We know our enemy “has blinded the minds of the unbelieving so that they might not see the light of the gospel of the glory of Christ, who is the image of God” (2 Cor 4:4) and that “the whole world lies in the power of the evil one” (1 John 5:19). Meaning those who persecute Christians are captive, blind, and deceived to such a degree that they do not even see they are hostile to God and doing the Devil’s will.
Therefore, God reminds us in 1 Peter to view our localized everyday sufferings through the cosmic perspective of God, “knowing the that same experiences of suffering are being accomplished by your brethren who are in the world” (1 Peter 5:9).
Peter concludes the letter with exhortations for believers to “Be of sober spirit, be on the alert. Your adversary, the devil, prowls around like a roaring lion, seeking someone to devour” (1 Peter 5:8). Peter’s mention of the Devil is not unrelated to the broader theme of suffering in the letter.
The “various trials” and persecutions of believers such as slander and reviling (1 Pet 2:12; 4:14), intimidation (3:14), physical suffering (4:1), and unjust suffering for doing what is right (2:19–20, 3:17; 4:15–19) are part of a larger cosmic battle with God and the Devil. We have hope that even though we suffer through this battle “for a little while” (1 Peter 5:10; 1:3) it ends in victory for Christians as we are protected by the power of God to receive salvation and glory (1 Peter 1:4–9; 5:10). Ultimate dominion belongs to our God forever (1 Peter 5:11) and even “angels and authorities and powers” are subjected to Christ (1 Peter 3:22).
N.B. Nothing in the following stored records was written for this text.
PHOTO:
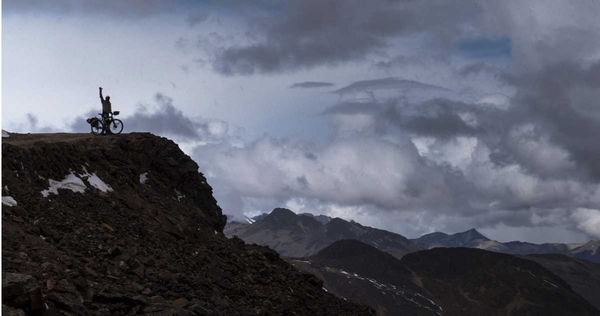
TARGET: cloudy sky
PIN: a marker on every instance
(411, 116)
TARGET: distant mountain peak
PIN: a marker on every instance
(472, 234)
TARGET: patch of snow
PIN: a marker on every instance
(9, 201)
(179, 195)
(97, 183)
(550, 283)
(143, 178)
(71, 182)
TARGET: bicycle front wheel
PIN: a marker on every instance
(115, 126)
(97, 127)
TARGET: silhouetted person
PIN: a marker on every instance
(106, 107)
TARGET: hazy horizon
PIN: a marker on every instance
(407, 116)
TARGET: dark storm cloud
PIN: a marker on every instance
(477, 68)
(386, 83)
(310, 33)
(483, 47)
(311, 84)
(563, 101)
(165, 120)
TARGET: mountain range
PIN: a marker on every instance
(124, 225)
(304, 240)
(443, 281)
(300, 235)
(303, 235)
(473, 239)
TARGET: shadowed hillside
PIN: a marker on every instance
(125, 225)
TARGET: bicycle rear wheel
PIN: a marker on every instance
(115, 126)
(97, 127)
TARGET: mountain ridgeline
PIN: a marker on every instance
(443, 281)
(303, 235)
(124, 225)
(461, 274)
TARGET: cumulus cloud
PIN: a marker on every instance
(312, 33)
(167, 120)
(588, 220)
(311, 84)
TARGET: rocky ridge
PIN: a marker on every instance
(301, 235)
(443, 281)
(125, 225)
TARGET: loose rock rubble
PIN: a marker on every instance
(143, 248)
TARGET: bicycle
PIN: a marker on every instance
(99, 125)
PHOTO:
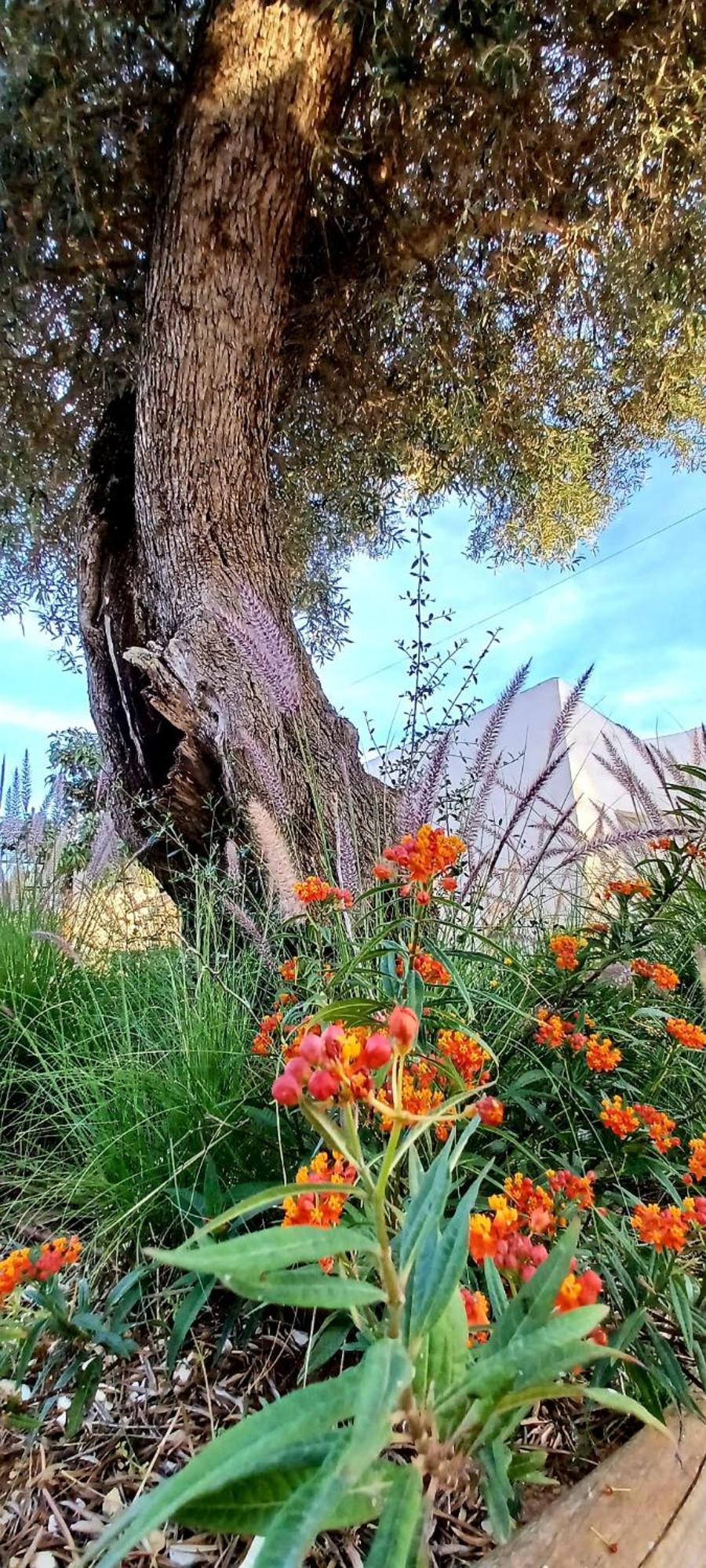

What significance does knowing persecution is part of a cosmic conflict with the Devil have on our Christian walk today?
1. Be encouraged that others have stood firm in the faith with persecution, so you are not alone.
Instead of viewing the persecution from a family member, an employer, or governing authorities, as isolated and individualistic persecutions that only affect us, God encourages us to see these persecutions as common and part of a larger battle. Faithful Christians have experienced these common sufferings through the centuries and have resisted firm in the faith. Peter reminds the Christians how the Devil works through various people and instruments to cause sufferings to Christians and often they are even blind to such purposes. God encourages us to resist the Devil, firm in the faith, knowing that other believers throughout the world are experiencing the same kinds of sufferings (1 Pet 5:19).
2. Humble dependence on God and his spiritual resources.
When we understand that extent and scope of the battle and the nature of our enemy, it should lead to dependence on the Lord. We must trust in his power and avail ourselves to the spiritual resources that he gives us through the Holy Spirit to stand firm in the faith. Do we see the spiritual resources and disciplines of prayer, his Word, the gospel, the body of Christ, and the promises of God’s character as vital for resisting and standing firm (1 Peter 5:6–7; Eph 6:10–19)? God wants us to be sober about our adversary. The people and resources that we run to each day in preparation for everyday life reveals much for how spiritually alert we are to our participation in a cosmic battle.
For Meditation and Application:
- What characteristics of God and promises from his word help you trust the Lord and respond righteously when treated unjustly for being a Christian (1 Peter 4:19)?
- What examples of saints who stand firm in the faith have been encouragements for you to respond righteously when persecuted?
- What resources to you prioritize each day as necessary to prepare for your day? How does understanding you are in a cosmic battle of eternal significance influence the resources you will pursue?